Aim. This Norwegian-based study investigates how and to what extent the idea of the nursing home as a home has been realized.
Background. For the last two decades, Norway, as other Western Country has had an explicit national policy that nursing homes should become more like homes. The research literature indicates that residents in nursing home seem to lack the opportunities to maintain a private sphere.
Design. A field study design was conducted.
Methods. Data were collected in 1999 in two long-term units in a traditional nursing home by using participant observation and interviewing the residents. A phenomenological hermeneutic analysis strategy was used to get an impression of the residents’ everyday life.
Results. The residents spend most of their time in the common living room. The common living room has an ambiguous boundary between the public and private spheres, unlike the clear boundaries characterizing a home.

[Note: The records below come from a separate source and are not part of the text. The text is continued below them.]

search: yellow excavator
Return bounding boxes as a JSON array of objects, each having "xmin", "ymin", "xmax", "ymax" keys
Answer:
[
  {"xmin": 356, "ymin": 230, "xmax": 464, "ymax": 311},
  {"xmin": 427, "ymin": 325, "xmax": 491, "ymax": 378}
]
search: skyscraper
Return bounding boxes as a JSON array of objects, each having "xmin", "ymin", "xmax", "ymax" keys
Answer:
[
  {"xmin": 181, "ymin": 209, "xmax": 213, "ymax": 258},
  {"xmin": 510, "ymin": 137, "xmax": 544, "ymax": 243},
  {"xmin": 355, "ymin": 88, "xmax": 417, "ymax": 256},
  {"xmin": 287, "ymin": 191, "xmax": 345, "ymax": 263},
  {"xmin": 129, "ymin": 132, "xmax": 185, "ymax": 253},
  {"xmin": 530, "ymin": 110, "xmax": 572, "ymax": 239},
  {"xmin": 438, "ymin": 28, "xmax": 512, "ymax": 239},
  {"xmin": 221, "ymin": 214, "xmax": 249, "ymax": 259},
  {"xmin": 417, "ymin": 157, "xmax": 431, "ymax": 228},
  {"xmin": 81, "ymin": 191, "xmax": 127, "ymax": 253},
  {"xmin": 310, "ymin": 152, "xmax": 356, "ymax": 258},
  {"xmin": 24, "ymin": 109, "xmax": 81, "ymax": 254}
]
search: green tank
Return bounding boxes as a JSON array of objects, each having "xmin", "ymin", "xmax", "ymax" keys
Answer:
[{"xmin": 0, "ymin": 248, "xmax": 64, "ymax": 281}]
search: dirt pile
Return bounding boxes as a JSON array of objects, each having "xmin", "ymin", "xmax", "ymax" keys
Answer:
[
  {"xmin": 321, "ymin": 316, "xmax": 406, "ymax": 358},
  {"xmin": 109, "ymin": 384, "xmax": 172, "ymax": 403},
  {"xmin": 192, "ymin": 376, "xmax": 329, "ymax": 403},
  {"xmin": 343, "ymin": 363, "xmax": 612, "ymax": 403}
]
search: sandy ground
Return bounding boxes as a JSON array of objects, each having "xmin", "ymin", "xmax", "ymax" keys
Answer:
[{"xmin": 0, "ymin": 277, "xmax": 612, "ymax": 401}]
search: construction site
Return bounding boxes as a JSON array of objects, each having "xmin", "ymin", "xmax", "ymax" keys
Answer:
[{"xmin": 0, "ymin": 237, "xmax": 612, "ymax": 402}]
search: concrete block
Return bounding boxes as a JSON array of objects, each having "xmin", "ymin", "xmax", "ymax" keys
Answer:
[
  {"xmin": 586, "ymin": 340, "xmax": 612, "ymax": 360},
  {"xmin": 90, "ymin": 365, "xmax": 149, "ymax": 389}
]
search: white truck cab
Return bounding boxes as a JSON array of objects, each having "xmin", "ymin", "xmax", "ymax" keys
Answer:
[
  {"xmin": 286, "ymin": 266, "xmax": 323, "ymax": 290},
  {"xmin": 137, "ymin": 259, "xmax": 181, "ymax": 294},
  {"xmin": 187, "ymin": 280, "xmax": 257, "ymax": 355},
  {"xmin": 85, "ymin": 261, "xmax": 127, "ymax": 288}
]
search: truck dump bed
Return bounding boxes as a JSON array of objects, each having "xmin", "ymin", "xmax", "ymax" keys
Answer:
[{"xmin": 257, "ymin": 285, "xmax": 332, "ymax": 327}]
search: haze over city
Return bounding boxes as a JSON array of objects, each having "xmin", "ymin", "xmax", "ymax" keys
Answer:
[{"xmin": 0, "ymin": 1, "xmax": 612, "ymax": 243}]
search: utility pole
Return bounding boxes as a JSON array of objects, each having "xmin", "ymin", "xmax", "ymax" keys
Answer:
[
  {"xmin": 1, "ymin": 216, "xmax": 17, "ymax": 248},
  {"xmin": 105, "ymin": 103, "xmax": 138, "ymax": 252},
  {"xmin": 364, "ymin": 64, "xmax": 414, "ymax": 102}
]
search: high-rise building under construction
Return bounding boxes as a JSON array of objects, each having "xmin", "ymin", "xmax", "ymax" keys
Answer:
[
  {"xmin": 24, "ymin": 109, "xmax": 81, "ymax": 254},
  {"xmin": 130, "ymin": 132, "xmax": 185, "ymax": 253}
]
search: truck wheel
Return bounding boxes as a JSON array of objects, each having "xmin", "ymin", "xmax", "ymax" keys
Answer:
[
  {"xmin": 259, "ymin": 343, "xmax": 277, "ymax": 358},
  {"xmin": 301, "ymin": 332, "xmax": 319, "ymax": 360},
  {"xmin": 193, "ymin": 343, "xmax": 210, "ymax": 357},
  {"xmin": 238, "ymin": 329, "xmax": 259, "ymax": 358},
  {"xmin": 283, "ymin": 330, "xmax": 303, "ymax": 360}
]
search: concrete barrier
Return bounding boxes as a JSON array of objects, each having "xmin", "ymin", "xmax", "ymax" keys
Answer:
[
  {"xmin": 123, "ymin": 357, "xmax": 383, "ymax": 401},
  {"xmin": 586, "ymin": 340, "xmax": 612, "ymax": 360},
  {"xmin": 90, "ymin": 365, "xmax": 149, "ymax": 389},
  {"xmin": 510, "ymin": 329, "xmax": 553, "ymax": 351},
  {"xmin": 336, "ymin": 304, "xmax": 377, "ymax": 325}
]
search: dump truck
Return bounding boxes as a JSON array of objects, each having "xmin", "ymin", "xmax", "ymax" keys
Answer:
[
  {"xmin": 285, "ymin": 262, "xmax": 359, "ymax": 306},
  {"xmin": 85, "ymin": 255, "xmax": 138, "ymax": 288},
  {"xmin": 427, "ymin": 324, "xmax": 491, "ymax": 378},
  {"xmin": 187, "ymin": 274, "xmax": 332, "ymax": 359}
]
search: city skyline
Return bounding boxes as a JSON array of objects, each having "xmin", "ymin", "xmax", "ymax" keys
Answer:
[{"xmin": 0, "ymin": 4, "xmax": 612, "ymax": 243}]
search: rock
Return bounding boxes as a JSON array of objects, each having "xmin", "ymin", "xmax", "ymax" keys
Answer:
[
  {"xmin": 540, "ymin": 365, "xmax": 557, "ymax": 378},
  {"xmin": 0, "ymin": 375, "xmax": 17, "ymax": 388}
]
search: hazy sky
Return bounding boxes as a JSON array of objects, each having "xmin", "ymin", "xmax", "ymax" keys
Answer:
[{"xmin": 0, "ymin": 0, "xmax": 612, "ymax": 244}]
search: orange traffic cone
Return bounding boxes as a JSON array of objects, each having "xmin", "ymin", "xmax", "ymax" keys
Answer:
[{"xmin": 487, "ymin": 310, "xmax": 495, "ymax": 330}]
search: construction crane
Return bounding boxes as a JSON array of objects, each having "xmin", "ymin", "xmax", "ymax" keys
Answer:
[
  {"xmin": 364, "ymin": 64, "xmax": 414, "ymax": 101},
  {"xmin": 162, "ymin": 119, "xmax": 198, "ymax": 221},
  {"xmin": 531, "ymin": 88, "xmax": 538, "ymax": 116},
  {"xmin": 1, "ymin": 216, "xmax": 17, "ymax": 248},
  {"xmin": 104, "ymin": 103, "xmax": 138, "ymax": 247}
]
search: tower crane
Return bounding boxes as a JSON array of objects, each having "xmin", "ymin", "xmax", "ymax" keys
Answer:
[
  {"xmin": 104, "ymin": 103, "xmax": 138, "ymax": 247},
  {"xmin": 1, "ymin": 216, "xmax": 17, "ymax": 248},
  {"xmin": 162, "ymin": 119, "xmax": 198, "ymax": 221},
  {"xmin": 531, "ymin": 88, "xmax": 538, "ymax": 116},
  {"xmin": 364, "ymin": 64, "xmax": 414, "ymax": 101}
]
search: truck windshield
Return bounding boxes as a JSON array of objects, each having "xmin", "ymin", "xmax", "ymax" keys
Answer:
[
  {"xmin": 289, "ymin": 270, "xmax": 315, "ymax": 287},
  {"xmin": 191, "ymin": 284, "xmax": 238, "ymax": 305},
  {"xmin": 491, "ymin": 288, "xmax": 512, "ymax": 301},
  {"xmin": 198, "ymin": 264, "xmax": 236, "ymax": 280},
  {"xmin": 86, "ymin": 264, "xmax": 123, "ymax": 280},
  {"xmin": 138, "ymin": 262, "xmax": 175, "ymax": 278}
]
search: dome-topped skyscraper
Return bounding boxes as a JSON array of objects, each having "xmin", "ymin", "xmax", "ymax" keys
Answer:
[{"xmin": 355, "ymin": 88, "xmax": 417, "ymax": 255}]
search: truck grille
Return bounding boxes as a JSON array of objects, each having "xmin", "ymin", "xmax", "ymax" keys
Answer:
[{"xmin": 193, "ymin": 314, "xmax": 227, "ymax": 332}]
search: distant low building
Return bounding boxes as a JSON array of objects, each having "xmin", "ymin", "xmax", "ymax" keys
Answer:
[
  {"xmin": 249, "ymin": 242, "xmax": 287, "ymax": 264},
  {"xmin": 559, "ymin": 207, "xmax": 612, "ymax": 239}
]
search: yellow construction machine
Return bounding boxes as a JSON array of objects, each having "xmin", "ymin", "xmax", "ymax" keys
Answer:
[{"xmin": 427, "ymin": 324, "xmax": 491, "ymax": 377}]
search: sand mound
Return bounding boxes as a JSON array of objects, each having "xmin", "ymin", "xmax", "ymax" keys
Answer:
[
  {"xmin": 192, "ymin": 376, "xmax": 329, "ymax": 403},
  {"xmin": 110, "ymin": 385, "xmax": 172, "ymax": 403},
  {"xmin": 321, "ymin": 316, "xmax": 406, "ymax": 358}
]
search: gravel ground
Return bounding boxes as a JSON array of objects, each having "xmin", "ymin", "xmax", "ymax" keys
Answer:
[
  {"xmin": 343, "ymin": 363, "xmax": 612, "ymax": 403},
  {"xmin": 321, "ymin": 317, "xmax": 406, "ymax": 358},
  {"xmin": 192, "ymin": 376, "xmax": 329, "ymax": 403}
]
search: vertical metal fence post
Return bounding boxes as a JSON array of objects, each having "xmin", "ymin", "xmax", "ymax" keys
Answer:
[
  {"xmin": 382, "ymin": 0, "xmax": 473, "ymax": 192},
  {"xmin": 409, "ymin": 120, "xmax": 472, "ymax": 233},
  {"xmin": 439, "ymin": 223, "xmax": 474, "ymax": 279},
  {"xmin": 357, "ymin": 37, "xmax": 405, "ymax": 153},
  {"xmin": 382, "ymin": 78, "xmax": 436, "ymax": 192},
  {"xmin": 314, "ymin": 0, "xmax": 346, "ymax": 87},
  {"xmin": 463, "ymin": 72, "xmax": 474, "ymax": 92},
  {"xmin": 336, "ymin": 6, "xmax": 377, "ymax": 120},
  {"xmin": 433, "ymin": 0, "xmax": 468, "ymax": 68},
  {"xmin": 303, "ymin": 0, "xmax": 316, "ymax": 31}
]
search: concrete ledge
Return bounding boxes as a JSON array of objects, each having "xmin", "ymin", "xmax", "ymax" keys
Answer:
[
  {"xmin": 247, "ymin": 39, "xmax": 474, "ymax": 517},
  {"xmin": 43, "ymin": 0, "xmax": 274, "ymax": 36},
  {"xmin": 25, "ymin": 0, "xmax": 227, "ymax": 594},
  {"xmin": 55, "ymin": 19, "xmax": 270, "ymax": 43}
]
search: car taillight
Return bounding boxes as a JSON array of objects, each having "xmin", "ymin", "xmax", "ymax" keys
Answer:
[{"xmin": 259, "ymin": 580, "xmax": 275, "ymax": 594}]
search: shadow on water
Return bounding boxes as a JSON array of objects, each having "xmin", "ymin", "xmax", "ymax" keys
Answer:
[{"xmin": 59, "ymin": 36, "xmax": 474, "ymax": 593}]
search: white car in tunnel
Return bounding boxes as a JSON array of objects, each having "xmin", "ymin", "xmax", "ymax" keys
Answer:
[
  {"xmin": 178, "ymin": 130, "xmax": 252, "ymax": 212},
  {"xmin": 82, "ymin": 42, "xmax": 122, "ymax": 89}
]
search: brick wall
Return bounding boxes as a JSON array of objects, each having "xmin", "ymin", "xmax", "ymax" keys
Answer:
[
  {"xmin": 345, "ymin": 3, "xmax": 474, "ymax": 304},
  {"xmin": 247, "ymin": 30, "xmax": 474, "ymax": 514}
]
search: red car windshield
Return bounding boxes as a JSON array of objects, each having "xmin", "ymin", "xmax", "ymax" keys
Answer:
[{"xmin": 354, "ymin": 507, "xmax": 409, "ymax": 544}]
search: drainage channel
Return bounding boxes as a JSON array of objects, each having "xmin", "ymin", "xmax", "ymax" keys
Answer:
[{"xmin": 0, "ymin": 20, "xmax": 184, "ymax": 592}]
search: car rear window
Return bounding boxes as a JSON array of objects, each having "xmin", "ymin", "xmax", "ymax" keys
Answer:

The relationship among the residents is fragile, and the residents who can, withdraw from the common living room.
Conclusions. Despite having single rooms and more home-like interior decoration, the residents in nursing home still have reduced opportunity to develop a private everyday lifestyle. The long-term unit examined in this research had a forced relationship between the residents, and the residents with best health resources systematically withdraw from the common area to control both where and with whom they wish to spend their time.
Relevance to clinical practice. This study lays the foundation for rethinking daily routines in long-term units in nursing homes. One way to realize the idea of the nursing home as a home could be to define the living room as a clear public area and to give the residents a chance to develop a more private lifestyle by alternating between their private rooms and a public common living room.